The activities of ISIS in the region are controlled by ISGS. Implementing more brutal methods, it strikes populations en bloc. This ensures that people become displaced. Heavy reliance on fear is what keeps it in command. With a focus on JNIM, along with state forces, its objective remains the capture of territory rather than influence from the rear. These groups operate a prolific underground market. By charging fees to traders and herders in return for false promises in the form of security.


They’re involved in the illicit transfer of people as well. Besides that, they seize control over areas of gold extraction, a major source of income, these places crop up across Mali, along with areas of Burkina Faso and Niger. Money generated through gold serves to fund arms purchases, at the same time, young people without prospects of employment get lured in.

Some set up camp in forests or deserts and shift according to the weather, bicycles remain a common mode of transport to reach the target areas quickly. These young folk use strategies involving keeping a low profile, mingling and blending in with the locals, while using small drones or mobile devices to monitor state troops.


FOREIGN INFLUENCE, FAILED INTERVENTIONS


Foreign nations tried to change  how conflicts evolved in the Sahel. Project I-CT Shield. However, many attempts failed, and some pulled out slowly. A small number extended operations even as security declined.


France fought radical groups for a decade. Public frustration mounted, however, after early success in stemming major attacks; many started seeing the country's role as worsening unrest. Consequently, they pulled back. Following their exit, flaws emerged in air support along with logistics networks. 


Tensions with Niger's military rulers have triggered a review of the role of American assistance, and the future still remains unclear. Without American intel backing, nations lose a vital tool. First, it was Russia that entered through Wagner, followed by the Africa Corps. Regional groups struggled: Even though they were initially very strong, the G5 Sahel founded in 2014 as a regional, intergovernmental organization to promote the effective use of INTERPOL policing capabilities in the member countries of Burkina Faso, Chad, Mali, Mauritania and Niger. slowly lost steam.

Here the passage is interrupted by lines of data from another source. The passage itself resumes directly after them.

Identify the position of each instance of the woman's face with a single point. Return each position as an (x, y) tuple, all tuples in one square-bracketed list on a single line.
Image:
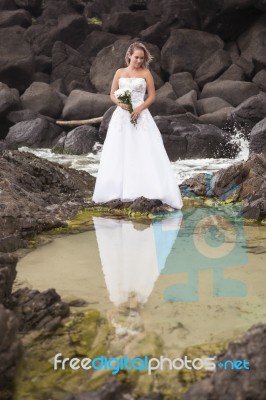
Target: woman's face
[(137, 58)]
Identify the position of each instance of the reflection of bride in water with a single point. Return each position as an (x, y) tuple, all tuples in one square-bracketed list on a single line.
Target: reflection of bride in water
[(133, 254)]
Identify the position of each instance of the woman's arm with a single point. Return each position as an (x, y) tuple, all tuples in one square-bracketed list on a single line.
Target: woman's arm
[(149, 100)]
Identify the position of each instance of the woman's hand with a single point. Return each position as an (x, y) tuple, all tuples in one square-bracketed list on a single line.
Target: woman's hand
[(122, 105), (136, 113)]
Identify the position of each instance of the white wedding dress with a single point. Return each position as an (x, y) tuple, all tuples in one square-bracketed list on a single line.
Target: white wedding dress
[(134, 162)]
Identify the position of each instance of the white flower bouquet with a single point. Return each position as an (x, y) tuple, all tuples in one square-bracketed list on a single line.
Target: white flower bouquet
[(124, 95)]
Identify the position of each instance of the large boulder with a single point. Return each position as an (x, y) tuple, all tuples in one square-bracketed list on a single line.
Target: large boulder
[(16, 59), (258, 138), (252, 43), (212, 67), (249, 113), (183, 83), (37, 133), (83, 105), (42, 98), (95, 42), (10, 352), (114, 56), (210, 105), (80, 140), (13, 18), (126, 23), (226, 18), (70, 66), (9, 99), (260, 80), (187, 49), (69, 29), (233, 92)]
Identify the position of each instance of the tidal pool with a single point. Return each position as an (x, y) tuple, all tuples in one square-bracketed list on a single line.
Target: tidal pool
[(191, 277)]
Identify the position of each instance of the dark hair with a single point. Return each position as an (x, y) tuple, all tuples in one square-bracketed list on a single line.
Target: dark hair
[(138, 45)]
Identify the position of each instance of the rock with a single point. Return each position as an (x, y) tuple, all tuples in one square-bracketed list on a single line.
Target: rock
[(37, 133), (181, 13), (233, 73), (189, 102), (227, 19), (166, 106), (12, 18), (212, 67), (229, 383), (126, 23), (166, 91), (211, 104), (69, 29), (183, 83), (70, 66), (9, 99), (258, 138), (81, 140), (7, 276), (249, 113), (10, 352), (114, 57), (83, 105), (33, 6), (42, 98), (95, 42), (196, 141), (218, 118), (37, 195), (39, 310), (260, 80), (157, 33), (233, 92), (252, 43), (112, 389), (187, 49), (105, 123), (16, 59)]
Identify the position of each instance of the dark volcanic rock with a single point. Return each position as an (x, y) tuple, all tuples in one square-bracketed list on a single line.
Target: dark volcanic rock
[(16, 59), (9, 99), (10, 352), (69, 65), (13, 18), (258, 138), (225, 384), (37, 195), (249, 113), (42, 98), (37, 133), (187, 49), (39, 310), (7, 276), (82, 105)]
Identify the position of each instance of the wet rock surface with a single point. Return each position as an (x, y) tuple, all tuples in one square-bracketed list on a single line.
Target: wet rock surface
[(37, 195)]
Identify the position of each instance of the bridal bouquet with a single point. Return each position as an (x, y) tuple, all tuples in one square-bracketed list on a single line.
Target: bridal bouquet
[(124, 95)]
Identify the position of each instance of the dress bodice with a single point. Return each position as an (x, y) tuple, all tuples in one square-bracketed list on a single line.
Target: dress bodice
[(138, 87)]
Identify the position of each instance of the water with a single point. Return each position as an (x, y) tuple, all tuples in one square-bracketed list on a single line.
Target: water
[(163, 276), (183, 169)]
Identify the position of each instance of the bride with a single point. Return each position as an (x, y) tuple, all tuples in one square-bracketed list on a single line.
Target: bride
[(134, 162)]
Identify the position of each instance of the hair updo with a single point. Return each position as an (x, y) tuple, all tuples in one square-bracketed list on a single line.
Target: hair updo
[(140, 46)]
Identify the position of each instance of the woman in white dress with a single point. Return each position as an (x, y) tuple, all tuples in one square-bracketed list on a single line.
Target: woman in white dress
[(134, 162)]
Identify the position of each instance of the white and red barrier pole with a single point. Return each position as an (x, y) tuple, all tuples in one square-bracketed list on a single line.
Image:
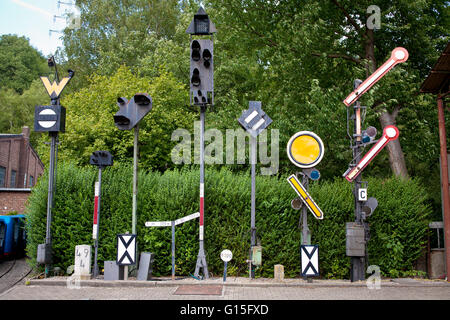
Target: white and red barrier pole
[(398, 55), (389, 133)]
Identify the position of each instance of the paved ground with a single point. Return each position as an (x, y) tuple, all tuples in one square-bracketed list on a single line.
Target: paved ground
[(13, 287), (65, 288), (32, 292), (11, 272)]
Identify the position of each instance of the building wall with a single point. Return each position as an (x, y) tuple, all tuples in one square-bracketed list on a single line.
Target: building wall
[(13, 200), (17, 154)]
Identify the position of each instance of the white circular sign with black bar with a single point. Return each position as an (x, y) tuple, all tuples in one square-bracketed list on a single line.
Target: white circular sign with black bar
[(226, 255), (47, 123)]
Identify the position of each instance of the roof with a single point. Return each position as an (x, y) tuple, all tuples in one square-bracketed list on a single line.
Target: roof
[(437, 80)]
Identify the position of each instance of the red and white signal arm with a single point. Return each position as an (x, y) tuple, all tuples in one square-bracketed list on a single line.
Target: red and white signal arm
[(389, 133), (95, 224), (398, 55)]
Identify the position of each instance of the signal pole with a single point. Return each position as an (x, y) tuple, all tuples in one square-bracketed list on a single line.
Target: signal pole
[(357, 263), (201, 94)]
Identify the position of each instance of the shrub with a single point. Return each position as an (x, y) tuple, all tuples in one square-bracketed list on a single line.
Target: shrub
[(398, 225)]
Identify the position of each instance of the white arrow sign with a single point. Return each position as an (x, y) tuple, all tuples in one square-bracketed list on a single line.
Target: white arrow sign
[(187, 218)]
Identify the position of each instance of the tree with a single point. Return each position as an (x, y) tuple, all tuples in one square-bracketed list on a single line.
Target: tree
[(119, 32), (90, 125), (20, 63), (297, 41)]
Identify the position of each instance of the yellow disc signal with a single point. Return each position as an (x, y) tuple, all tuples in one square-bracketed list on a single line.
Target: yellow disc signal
[(305, 149)]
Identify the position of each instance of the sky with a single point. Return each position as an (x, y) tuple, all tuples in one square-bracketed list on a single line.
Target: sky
[(34, 19)]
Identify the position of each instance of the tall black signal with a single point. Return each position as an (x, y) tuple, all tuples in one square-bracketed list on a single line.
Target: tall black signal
[(202, 61), (202, 72)]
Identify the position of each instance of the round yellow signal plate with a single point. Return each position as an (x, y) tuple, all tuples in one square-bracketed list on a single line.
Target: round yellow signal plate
[(305, 149)]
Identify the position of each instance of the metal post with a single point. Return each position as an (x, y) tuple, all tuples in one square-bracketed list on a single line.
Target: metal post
[(96, 270), (225, 272), (173, 250), (135, 173), (201, 259), (48, 237), (253, 201), (135, 191), (444, 182), (305, 229), (357, 263)]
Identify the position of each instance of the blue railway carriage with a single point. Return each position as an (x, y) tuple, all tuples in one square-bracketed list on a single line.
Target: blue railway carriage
[(12, 236)]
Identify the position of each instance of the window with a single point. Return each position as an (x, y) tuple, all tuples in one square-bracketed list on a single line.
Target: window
[(2, 176), (12, 182)]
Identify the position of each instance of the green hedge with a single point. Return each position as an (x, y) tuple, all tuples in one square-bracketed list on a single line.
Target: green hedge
[(398, 225)]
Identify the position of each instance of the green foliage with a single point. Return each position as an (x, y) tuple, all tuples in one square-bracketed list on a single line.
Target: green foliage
[(90, 125), (20, 63), (398, 225)]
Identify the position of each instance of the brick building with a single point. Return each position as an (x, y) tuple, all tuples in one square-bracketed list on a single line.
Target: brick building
[(20, 167)]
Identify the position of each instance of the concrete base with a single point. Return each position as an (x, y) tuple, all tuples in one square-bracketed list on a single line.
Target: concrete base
[(278, 272), (85, 276), (437, 263)]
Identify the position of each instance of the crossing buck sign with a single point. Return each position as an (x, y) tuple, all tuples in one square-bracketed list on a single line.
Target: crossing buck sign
[(126, 249)]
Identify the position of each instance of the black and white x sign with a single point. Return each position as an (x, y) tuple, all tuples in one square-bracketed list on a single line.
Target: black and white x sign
[(126, 249), (310, 260)]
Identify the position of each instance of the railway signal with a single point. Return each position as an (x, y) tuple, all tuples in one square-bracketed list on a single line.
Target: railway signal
[(363, 206), (128, 117), (305, 150), (253, 120), (202, 60), (51, 119), (201, 94), (389, 133), (398, 55), (101, 159)]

Mali’s 2022 exit removed the bulk of joint force deployment zones and cross-border intelligence sharing, while sanctions on coup-led regimes in Burkina Faso and Niger froze EU and France-backed security financing.


The Economic Community of West African States (ECOWAS) slowed down as a result of the coups. UN troops withdrew from Mali altogether.  With ECOWAS crisis-management mechanisms paralysed and MINUSMA’s withdrawal eliminating logistical and air-support capacity, coordinated counterterror operations became structurally impossible.


PATH AHEAD


The Sahel crisis can be expected to spread beyond the current borders. The shifts to countries like Benin, Togo, or Ghana could occur gradually. The involvement of outside powers can grow incrementally over time. Major trade routes across Africa can break down due to this pressure. What happens next depends on the choices made by leaders in the near term.